The Imperial Legacy of Climate Change
Western countries aren’t just huge polluters, they also built their economies through destructive colonial practices – any strategy to tackle climate change has to deal with that legacy.
The student movement is no stranger to protests and direct action. From marching against South African apartheid to fighting for justice for workers, students have a long history of daring to reimagine the world we want to live in and uncompromisingly working towards it. Perhaps it is unsurprising then that students and young people are once more at the forefront of a campaign—one fighting for climate justice and our very ability to exist.
For several decades we have been told that our individual actions alone can reverse the climate crisis. The truth is paper straws and bags for life cannot compensate for decades of missed COP targets, government inaction, and the wealthiest 1%—predominantly in the Global North—producing double the emissions of half our global population combined. We urgently need systemic change.
Two weeks ago, we took our demands to COP26. As host, the UK had the opportunity to turn the tide and commit to a real plan that curbs the worst effects of climate breakdown. The student movement joined the trade union movement, community organisations, and international bodies to demand our government commits to investing in climate justice and a Green New Deal.
NUS members locked arms with members of the Scottish TUC to steward the bloc led by Fridays For Future MAPA (Most Affected People and Areas) in one of the historic demonstrations, the March for Climate Justice. In moments like these, the united will of the people—seen physically, but felt even more viscerally—was abundantly clear.
COP26 should have been a watershed moment where our world leaders stepped up to the challenge, uprooted the system, and actively chose to put people and planet before profit. Instead, the EU invested €13 billion in 30 gas projects, and the UK government pledged $1 billion to a gas project in Mozambique and continues to invest in fossil fuel infrastructure such as the Cambo Oil Field.
While many commentators attempt to sell us the dream that COP26 kept 1.5oC alive, warming projections from the Climate Action Tracker indicate that the current 2030 targets would take us to 2.4oC by the end of the century. The world’s most powerful were tinkering around the edges, engaging in empty rhetoric, and napping on the job.
But away from the conference room, on the streets and in our communities, people were coming together to demand system change. Students and young people from across the world were out on the streets of Glasgow demanding radical action.
Our movement organised rallies, led workshops, and proposed alternative solutions to the climate crisis: reimagining a world rooted in justice and liberation. These moments weaved a tapestry of politicisation, where we recognised our agency and our collective power to go beyond the frameworks reproducing inaction, because the challenges we face require transformation beyond what any government can deliver.

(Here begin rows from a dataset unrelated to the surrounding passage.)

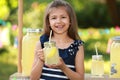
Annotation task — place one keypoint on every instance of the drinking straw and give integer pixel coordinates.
(20, 24)
(96, 49)
(50, 36)
(96, 45)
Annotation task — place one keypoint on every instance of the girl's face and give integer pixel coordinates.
(59, 20)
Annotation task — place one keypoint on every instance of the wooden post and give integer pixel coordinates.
(20, 24)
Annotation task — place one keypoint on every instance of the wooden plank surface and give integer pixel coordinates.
(19, 76)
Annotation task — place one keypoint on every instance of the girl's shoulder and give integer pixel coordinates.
(77, 43)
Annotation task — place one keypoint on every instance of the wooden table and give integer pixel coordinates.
(19, 76)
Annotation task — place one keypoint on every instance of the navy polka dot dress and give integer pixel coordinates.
(68, 56)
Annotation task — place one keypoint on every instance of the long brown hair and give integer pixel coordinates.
(73, 29)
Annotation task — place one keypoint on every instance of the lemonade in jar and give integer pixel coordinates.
(115, 57)
(51, 53)
(28, 47)
(97, 68)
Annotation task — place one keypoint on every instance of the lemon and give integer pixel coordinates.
(52, 52)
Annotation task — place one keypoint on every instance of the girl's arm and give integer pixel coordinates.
(37, 64)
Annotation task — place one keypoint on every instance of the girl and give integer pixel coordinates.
(61, 19)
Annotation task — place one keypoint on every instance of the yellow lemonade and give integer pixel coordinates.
(115, 58)
(28, 48)
(51, 53)
(97, 67)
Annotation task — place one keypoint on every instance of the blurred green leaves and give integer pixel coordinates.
(34, 17)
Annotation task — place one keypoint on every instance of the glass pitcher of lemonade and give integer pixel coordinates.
(28, 47)
(51, 53)
(115, 57)
(97, 67)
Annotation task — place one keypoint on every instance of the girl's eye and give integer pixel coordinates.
(63, 17)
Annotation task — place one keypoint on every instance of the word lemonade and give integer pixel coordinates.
(115, 57)
(28, 46)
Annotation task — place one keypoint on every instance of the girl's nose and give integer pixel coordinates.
(58, 20)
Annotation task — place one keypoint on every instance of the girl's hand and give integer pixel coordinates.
(60, 64)
(40, 54)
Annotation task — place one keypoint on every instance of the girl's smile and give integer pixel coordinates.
(59, 20)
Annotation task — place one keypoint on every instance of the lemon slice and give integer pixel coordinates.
(52, 52)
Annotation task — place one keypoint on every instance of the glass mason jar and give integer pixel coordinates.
(97, 67)
(51, 53)
(28, 46)
(115, 57)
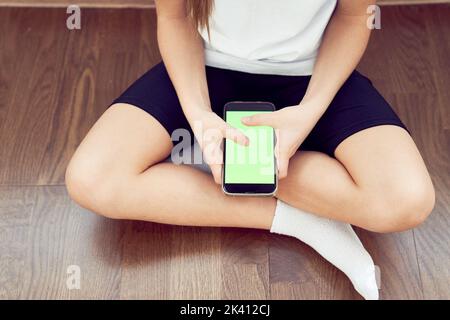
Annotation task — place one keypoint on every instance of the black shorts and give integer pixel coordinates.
(357, 105)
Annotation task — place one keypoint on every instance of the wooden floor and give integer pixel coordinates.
(150, 3)
(55, 83)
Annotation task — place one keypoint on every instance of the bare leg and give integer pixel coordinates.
(116, 172)
(379, 181)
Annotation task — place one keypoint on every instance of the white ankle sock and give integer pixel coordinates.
(335, 241)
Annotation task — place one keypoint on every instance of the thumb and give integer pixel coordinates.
(282, 164)
(260, 119)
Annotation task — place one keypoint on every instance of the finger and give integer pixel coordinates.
(260, 119)
(282, 164)
(216, 170)
(236, 135)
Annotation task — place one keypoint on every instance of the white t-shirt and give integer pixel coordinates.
(266, 36)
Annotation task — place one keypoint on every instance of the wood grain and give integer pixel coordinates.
(150, 3)
(54, 84)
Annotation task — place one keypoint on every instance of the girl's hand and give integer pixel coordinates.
(210, 130)
(292, 125)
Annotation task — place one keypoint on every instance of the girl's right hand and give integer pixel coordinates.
(210, 130)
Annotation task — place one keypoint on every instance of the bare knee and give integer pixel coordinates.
(400, 208)
(92, 188)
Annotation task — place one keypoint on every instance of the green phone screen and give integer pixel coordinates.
(254, 163)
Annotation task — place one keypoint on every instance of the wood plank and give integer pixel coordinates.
(37, 58)
(46, 109)
(245, 264)
(150, 3)
(43, 233)
(413, 80)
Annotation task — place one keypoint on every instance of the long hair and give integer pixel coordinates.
(200, 10)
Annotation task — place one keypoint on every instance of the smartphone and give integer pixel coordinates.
(249, 170)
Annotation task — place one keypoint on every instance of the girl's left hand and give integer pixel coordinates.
(292, 125)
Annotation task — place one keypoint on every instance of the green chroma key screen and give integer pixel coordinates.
(253, 163)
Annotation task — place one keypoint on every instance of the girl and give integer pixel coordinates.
(344, 156)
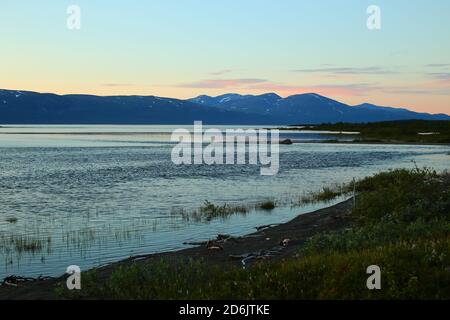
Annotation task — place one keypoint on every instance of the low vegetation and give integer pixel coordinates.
(210, 211)
(401, 223)
(413, 131)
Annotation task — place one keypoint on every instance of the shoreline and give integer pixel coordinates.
(269, 243)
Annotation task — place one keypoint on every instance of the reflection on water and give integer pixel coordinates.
(89, 195)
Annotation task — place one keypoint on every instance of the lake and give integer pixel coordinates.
(92, 195)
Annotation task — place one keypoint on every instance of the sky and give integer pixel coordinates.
(184, 48)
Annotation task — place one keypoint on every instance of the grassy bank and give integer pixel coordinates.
(401, 222)
(412, 131)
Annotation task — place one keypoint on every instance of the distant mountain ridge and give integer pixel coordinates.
(25, 107)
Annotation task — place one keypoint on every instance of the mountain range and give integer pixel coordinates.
(25, 107)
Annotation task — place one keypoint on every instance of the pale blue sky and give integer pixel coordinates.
(182, 48)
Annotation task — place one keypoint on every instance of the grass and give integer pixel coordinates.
(326, 194)
(393, 131)
(401, 222)
(267, 205)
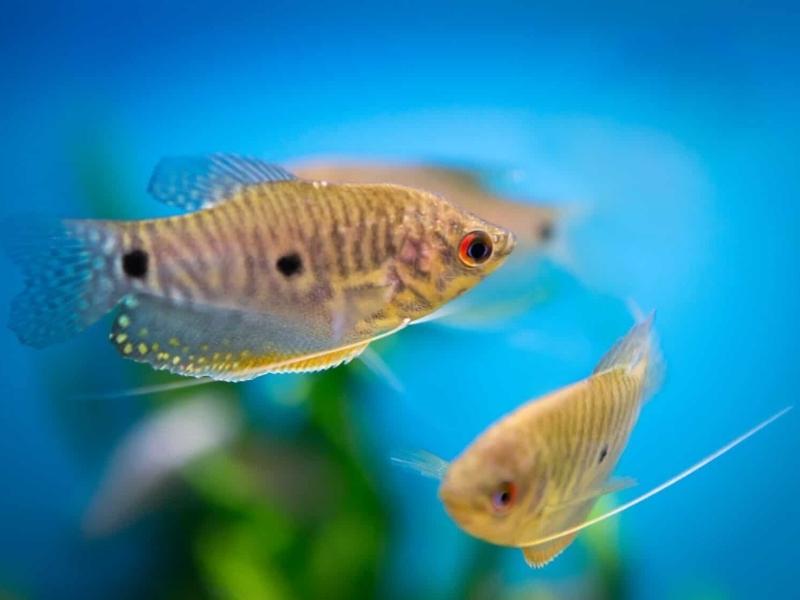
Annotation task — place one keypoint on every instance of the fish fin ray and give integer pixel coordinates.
(638, 349)
(540, 555)
(226, 344)
(422, 462)
(196, 182)
(572, 531)
(69, 277)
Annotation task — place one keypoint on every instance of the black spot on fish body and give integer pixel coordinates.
(290, 264)
(135, 263)
(546, 231)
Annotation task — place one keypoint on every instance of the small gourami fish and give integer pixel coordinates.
(533, 224)
(268, 273)
(531, 479)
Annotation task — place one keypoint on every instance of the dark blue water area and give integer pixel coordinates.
(674, 127)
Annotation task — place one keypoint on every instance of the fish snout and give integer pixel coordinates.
(456, 503)
(505, 244)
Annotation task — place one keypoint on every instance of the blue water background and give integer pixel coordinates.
(677, 123)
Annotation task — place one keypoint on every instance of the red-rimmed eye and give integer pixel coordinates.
(504, 496)
(475, 248)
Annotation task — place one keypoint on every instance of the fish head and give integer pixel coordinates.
(451, 253)
(495, 488)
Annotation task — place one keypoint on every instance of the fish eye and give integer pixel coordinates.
(504, 496)
(475, 248)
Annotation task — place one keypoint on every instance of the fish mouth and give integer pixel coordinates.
(455, 504)
(505, 244)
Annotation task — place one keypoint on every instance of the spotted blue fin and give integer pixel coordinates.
(195, 182)
(422, 462)
(226, 344)
(69, 276)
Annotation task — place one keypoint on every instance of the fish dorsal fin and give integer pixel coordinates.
(195, 182)
(540, 555)
(570, 532)
(639, 349)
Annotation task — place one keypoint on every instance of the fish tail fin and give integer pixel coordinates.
(69, 276)
(638, 352)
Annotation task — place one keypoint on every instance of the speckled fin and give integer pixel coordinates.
(69, 277)
(540, 555)
(195, 182)
(206, 341)
(225, 344)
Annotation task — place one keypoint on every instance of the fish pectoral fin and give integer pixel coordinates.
(541, 554)
(422, 462)
(195, 182)
(611, 486)
(225, 344)
(357, 304)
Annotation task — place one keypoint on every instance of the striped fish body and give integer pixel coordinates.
(580, 434)
(268, 273)
(540, 469)
(533, 223)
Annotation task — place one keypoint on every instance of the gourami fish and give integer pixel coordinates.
(533, 224)
(531, 479)
(268, 273)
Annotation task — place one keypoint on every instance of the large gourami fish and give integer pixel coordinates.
(532, 478)
(534, 224)
(268, 273)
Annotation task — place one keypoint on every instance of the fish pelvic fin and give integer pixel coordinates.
(638, 351)
(572, 531)
(70, 276)
(542, 554)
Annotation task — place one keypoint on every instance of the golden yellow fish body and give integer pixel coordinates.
(532, 223)
(269, 273)
(540, 469)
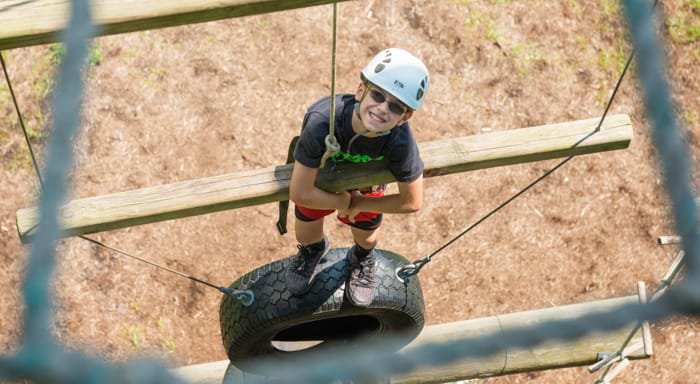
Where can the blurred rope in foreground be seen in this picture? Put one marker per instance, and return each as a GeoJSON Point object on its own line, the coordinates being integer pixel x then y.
{"type": "Point", "coordinates": [41, 359]}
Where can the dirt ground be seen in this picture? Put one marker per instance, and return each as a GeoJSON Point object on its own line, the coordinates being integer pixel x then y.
{"type": "Point", "coordinates": [202, 100]}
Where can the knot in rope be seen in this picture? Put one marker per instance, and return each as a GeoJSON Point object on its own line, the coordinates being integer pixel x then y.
{"type": "Point", "coordinates": [332, 147]}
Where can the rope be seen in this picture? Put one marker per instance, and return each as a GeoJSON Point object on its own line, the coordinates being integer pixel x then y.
{"type": "Point", "coordinates": [406, 271]}
{"type": "Point", "coordinates": [620, 354]}
{"type": "Point", "coordinates": [332, 146]}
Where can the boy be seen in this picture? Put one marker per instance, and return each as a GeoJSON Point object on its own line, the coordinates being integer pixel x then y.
{"type": "Point", "coordinates": [370, 125]}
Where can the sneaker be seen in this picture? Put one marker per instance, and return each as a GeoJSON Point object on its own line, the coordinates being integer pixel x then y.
{"type": "Point", "coordinates": [359, 288]}
{"type": "Point", "coordinates": [302, 269]}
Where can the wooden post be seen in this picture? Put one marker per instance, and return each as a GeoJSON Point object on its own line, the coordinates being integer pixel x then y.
{"type": "Point", "coordinates": [548, 355]}
{"type": "Point", "coordinates": [25, 23]}
{"type": "Point", "coordinates": [265, 185]}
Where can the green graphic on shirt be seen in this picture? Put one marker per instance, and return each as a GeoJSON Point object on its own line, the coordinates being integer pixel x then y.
{"type": "Point", "coordinates": [342, 156]}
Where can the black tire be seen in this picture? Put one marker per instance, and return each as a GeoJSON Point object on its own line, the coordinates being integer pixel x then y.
{"type": "Point", "coordinates": [322, 315]}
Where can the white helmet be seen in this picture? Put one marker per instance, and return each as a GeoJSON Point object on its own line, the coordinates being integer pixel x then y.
{"type": "Point", "coordinates": [399, 73]}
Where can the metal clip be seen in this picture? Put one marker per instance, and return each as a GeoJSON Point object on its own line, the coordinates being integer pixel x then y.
{"type": "Point", "coordinates": [246, 297]}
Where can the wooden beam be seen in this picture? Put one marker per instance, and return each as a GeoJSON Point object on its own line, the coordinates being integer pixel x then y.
{"type": "Point", "coordinates": [265, 185]}
{"type": "Point", "coordinates": [24, 23]}
{"type": "Point", "coordinates": [548, 355]}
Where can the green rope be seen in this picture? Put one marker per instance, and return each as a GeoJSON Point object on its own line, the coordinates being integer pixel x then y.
{"type": "Point", "coordinates": [332, 146]}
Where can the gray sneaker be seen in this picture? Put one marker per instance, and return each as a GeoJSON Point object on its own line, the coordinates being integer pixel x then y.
{"type": "Point", "coordinates": [359, 288]}
{"type": "Point", "coordinates": [302, 269]}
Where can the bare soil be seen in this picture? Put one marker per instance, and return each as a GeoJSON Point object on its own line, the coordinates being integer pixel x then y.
{"type": "Point", "coordinates": [207, 99]}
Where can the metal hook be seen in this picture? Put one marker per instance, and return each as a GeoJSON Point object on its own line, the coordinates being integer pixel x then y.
{"type": "Point", "coordinates": [246, 297]}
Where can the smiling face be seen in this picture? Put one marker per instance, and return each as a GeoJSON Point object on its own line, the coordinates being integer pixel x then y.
{"type": "Point", "coordinates": [379, 111]}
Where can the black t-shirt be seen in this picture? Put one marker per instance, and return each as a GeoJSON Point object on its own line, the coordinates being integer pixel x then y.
{"type": "Point", "coordinates": [397, 150]}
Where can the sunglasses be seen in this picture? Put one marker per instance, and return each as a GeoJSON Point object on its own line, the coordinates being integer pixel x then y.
{"type": "Point", "coordinates": [379, 97]}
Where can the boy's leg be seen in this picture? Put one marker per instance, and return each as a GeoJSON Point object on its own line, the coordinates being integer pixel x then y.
{"type": "Point", "coordinates": [308, 232]}
{"type": "Point", "coordinates": [313, 245]}
{"type": "Point", "coordinates": [360, 287]}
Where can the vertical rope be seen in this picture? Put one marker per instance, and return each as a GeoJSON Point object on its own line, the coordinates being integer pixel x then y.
{"type": "Point", "coordinates": [332, 146]}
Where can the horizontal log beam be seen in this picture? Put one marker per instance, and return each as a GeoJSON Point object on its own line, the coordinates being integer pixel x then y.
{"type": "Point", "coordinates": [265, 185]}
{"type": "Point", "coordinates": [545, 356]}
{"type": "Point", "coordinates": [24, 23]}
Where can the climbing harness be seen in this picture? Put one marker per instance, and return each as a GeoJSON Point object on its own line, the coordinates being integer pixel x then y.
{"type": "Point", "coordinates": [246, 297]}
{"type": "Point", "coordinates": [406, 271]}
{"type": "Point", "coordinates": [331, 143]}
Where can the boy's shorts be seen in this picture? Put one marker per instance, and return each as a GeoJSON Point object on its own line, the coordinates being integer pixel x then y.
{"type": "Point", "coordinates": [364, 220]}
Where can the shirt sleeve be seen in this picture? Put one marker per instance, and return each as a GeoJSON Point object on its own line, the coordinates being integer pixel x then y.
{"type": "Point", "coordinates": [311, 145]}
{"type": "Point", "coordinates": [405, 163]}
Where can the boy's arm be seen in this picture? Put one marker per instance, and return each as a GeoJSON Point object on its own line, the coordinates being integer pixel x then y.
{"type": "Point", "coordinates": [408, 200]}
{"type": "Point", "coordinates": [303, 191]}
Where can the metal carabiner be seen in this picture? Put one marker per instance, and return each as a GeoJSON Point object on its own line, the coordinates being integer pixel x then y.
{"type": "Point", "coordinates": [403, 273]}
{"type": "Point", "coordinates": [246, 297]}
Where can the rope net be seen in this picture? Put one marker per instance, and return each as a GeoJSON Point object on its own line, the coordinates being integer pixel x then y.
{"type": "Point", "coordinates": [41, 359]}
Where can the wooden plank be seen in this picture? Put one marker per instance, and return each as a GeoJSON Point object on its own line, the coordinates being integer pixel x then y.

There is a growing consciousness that while climate change is a global crisis, it isn’t a globally created crisis. It is the culminative consequence of centuries of colonialism and of wars waged for the sake of imperial expansion that has resulted in mass deforestation, land degradation, and the plundering natural resources across the world. This crisis is the very product of greed, injustice, and exploitation: indeed, the product of racial capitalism. As such, there is no climate justice without racial justice.
The responsibility of the UK in the face of the climate crisis is not only down to emissions in the present; we must also consider the historical debt the UK owes the rest of the world. It was the British Empire that created and exported the exploitative and environmentally destructive model of industrial capitalism that has fuelled the crisis we now face. Based on our historic emissions, particularly driven by our rampant use of coal during the industrial revolution, the UK is more responsible for the climate emergency than any other nation on earth.
The wealth of the British Empire was rooted in the same exploitative models of economics that have created the climate crisis. This trend continues the world over: countries in the Global North are profiting the most and bear the biggest responsibility for the impact of the climate emergency, while countries in the Global South contribute the least but are disproportionately affected by climate breakdown.
The sticking point of this COP was, ultimately, climate finance. The Global North evaded loss and damage finance, and failed to meet Barbados PM Mia Motley’s call for the reallocation of $500 billion per year in Special Drawing Rights. The sum of this persistent financial inaction will be costly—costly for lives and for livelihoods.
Countries in the Global North need to atone for climate colonialism with funding that redresses historical responsibility for exploitative systems that caused climate breakdown. They can do this through a Green New Deal that facilitates a just global transition and allows countries to have autonomy over their climate recovery plans.
Universities, colleges, and other institutions also need to divest funds from corporations that profit from climate catastrophe. We must decarbonise our campuses and our communities, and institutions must step aside as people-powered movements drive forward decolonial efforts to abolish and reimagine the systems and structures that define our existence.
The commitments made at COP were surface-level, performative, and little more than corporate greenwashing. We need people-powered, anti-racist movements that reckon with the colonial roots of the climate emergency, and more broadly with racial capitalism.
But we cannot wait for COP27 when so many communities across the world were shut out of COP26 and its 25 predecessors. Climate breakdown is already happening, and the poorest in the Global South are losing their lives to it.
In the face of this existential threat, the student movement must rally like never before. We cannot win just by influencing spaces built to maintain unsustainable systems. We win through a grassroots climate justice movement that is collectively too loud to ignore.